I'll Give You My Salt Shaker When You Pry It From My Cold, Dead Fingers
Would someone tell the know-nothing busybodies over at the Center for Science in the Public Interest to please shut up about banning salt? The CSPI's anti-salt scare campaign claims:
Salt, at the levels present in the diets of most people around the world, is probably the single most harmful substance in the food supply. Salt is used liberally in many processed foods and restaurant meals, with some meals containing far more than a day's worth of sodium.
Reducing sodium consumption by half would save an estimated 150,000 lives per year. That in turn would reduce medical care and other costs by roughly $1.5 trillion over 20 years.
Not really. Yet another study - this time a review in the American Journal of Hypertension of seven randomized controlled trials by the respected Cochrane Collaboration - does not find consuming salt to be all that much of a health problem:
Relative risks (RRs) for all-cause mortality in normotensives (longest follow-up—RR: 0.90, 95% confidence interval (CI): 0.58–1.40, 79 deaths) and hypertensives (longest follow-up RR 0.96, 0.83–1.11, 565 deaths) showed no strong evidence of any effect of salt reduction CVD [cardiovascular disease] morbidity in people with normal BP (longest follow-up:RR 0.71, 0.42–1.20, 200 events) and raised BP at baseline (end of trial: RR 0.84, 0.57–1.23, 93 events) also showed no strong evidence of benefit. Salt restriction increased the risk of all-cause mortality in those with heart failure (end of trial RR 2.59, 1.04–6.44, 21 deaths). …
Our estimates of benefits from dietary salt restriction are consistent with the predicted small effects on clinical events attributable to the small BP reduction achieved.
Just take a look at the size of those confidence intervals. As MedPage Today described the results:
The seven studies included in the review consisted of three involving 3,518 normotensive participants; two involving 758 hypertensive participants; one with a mixed population of 1,981 participants; and one involving 232 patients with heart failure.
End-of-trial follow-up ranged from seven to 36 months and the longest period of observational follow-up was 12.7 years.
An analysis of normotensive participants showed that salt restriction was associated with a 33% reduction in the risk of death during the trial, declining to 10% at the end of observation. Both outcomes were associated with overlapping confidence intervals that precluded statistical significance.
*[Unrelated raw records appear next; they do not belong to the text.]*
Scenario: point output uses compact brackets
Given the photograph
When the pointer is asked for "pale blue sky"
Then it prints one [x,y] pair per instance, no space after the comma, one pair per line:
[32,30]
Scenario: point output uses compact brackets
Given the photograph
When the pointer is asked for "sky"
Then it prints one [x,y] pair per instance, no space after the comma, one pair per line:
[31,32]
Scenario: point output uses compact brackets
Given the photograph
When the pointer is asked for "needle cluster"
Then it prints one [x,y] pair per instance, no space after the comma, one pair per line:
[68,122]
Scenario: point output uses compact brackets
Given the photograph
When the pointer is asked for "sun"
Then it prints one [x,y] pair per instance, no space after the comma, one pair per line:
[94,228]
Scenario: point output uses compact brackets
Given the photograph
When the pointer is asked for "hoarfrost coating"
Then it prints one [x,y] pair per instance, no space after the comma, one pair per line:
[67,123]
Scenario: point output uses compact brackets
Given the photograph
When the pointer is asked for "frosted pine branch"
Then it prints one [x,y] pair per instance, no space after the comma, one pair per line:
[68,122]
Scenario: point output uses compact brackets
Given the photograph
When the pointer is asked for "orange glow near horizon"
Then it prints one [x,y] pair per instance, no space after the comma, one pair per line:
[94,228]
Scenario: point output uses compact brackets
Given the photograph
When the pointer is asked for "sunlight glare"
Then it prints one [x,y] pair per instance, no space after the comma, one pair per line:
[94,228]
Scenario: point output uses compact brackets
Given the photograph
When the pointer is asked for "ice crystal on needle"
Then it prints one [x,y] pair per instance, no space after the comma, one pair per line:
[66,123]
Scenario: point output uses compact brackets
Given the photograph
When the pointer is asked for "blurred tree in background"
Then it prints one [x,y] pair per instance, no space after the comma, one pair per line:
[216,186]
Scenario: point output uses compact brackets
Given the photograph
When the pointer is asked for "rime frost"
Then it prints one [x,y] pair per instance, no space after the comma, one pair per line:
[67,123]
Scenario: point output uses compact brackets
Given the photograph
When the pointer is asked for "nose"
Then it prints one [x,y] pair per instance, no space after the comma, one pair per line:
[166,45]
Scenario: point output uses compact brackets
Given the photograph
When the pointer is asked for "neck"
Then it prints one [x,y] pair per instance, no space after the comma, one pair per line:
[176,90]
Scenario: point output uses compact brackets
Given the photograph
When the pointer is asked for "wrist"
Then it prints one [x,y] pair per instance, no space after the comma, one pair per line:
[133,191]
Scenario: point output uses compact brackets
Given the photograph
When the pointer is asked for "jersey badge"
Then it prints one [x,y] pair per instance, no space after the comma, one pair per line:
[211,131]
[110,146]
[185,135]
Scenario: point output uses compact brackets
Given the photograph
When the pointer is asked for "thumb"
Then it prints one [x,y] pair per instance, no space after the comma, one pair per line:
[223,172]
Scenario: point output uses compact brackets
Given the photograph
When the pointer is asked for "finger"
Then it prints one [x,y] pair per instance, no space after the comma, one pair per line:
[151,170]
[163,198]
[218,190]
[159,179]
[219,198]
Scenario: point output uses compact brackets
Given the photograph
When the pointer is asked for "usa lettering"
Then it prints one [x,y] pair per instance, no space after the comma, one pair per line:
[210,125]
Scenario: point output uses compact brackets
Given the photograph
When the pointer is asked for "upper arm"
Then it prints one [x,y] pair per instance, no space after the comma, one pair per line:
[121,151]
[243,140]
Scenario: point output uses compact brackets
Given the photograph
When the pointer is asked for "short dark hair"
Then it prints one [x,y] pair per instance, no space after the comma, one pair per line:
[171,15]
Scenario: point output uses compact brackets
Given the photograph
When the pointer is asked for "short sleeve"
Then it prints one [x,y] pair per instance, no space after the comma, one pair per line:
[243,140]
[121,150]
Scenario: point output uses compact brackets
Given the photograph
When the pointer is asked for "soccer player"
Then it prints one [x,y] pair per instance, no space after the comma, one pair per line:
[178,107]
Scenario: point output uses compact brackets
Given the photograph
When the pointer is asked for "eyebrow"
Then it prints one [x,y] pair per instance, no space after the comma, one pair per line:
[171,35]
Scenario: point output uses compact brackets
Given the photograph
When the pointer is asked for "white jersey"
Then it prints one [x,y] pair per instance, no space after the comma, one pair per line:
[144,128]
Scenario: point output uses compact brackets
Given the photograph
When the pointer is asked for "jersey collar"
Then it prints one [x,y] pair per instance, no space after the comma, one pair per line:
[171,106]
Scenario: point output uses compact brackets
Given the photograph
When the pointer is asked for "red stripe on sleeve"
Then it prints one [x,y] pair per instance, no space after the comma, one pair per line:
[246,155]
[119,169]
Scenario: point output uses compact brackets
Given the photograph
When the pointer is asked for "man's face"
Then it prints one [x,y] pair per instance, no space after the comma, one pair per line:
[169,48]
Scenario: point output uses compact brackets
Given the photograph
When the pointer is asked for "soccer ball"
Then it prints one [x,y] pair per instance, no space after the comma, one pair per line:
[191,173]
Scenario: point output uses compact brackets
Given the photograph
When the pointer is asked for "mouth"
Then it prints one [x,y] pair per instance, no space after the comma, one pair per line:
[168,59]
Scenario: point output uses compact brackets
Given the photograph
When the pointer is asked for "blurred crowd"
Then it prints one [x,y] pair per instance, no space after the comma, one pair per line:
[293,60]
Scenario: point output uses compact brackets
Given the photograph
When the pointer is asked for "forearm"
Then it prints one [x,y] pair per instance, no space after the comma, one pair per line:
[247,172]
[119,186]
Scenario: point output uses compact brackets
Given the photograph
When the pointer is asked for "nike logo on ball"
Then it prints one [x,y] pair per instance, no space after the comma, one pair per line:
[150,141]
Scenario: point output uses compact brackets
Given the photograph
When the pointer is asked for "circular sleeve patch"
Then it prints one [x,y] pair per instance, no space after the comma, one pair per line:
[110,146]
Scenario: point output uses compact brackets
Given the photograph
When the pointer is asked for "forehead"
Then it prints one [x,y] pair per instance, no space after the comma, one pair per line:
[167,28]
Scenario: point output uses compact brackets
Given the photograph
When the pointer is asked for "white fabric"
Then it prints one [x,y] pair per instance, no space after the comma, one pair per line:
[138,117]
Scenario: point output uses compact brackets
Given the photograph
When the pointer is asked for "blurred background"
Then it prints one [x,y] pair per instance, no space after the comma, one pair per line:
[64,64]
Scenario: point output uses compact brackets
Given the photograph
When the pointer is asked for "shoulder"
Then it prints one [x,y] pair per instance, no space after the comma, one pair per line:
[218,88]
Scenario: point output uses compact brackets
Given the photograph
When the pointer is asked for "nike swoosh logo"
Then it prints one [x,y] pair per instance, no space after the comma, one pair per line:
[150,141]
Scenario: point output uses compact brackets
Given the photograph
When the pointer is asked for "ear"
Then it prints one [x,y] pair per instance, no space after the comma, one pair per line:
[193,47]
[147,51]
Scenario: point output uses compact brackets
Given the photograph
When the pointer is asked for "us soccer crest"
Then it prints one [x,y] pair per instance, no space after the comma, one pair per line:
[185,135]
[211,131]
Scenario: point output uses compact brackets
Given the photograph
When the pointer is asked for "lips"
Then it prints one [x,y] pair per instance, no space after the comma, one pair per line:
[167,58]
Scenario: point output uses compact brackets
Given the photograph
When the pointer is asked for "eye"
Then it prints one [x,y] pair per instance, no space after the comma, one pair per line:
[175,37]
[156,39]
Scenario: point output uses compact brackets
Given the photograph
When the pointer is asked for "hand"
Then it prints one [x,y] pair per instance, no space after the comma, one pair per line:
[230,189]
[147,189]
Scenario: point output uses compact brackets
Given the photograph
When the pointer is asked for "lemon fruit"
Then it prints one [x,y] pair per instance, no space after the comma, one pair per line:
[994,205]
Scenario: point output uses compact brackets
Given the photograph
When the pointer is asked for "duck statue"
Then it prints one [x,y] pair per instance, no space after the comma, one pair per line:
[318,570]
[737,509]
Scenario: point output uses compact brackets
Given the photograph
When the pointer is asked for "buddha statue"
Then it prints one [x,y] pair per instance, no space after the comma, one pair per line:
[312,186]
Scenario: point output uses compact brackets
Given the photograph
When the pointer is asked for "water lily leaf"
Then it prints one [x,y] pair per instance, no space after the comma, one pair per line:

The analysis of hypertensive participants showed even smaller effects of salt restriction on mortality: a 3% reduction at the end of the trial and 4% at end of observation.
Salt restriction was associated with a 29% lower risk of cardiovascular events among normotensive individuals and a 16% reduction in hypertensive participants. Neither difference achieved statistical significance.
In the trial involving patients with heart failure, salt restriction significantly increased the mortality risk more than twofold as compared with the control group (RR 2.59, 95% CI 1.04 to 6.44).
In May, my colleague Jacob Sullum, in a blogpost entitled "Could Eating Less Salt Be Deadly," cited new research showing the inconsequential health benefits of restricting salt consumption. Sullum makes the right point:
Whether or not eating less salt is dangerous, there is no reason to expect the entire population to adopt a diet that even its advocates concede they will not like if it benefits only a minority.
Food nanny motto: If some must suffer bland food, then all must suffer bland food!
Disclosure: At a check up last month, my blood pressure was 108/60.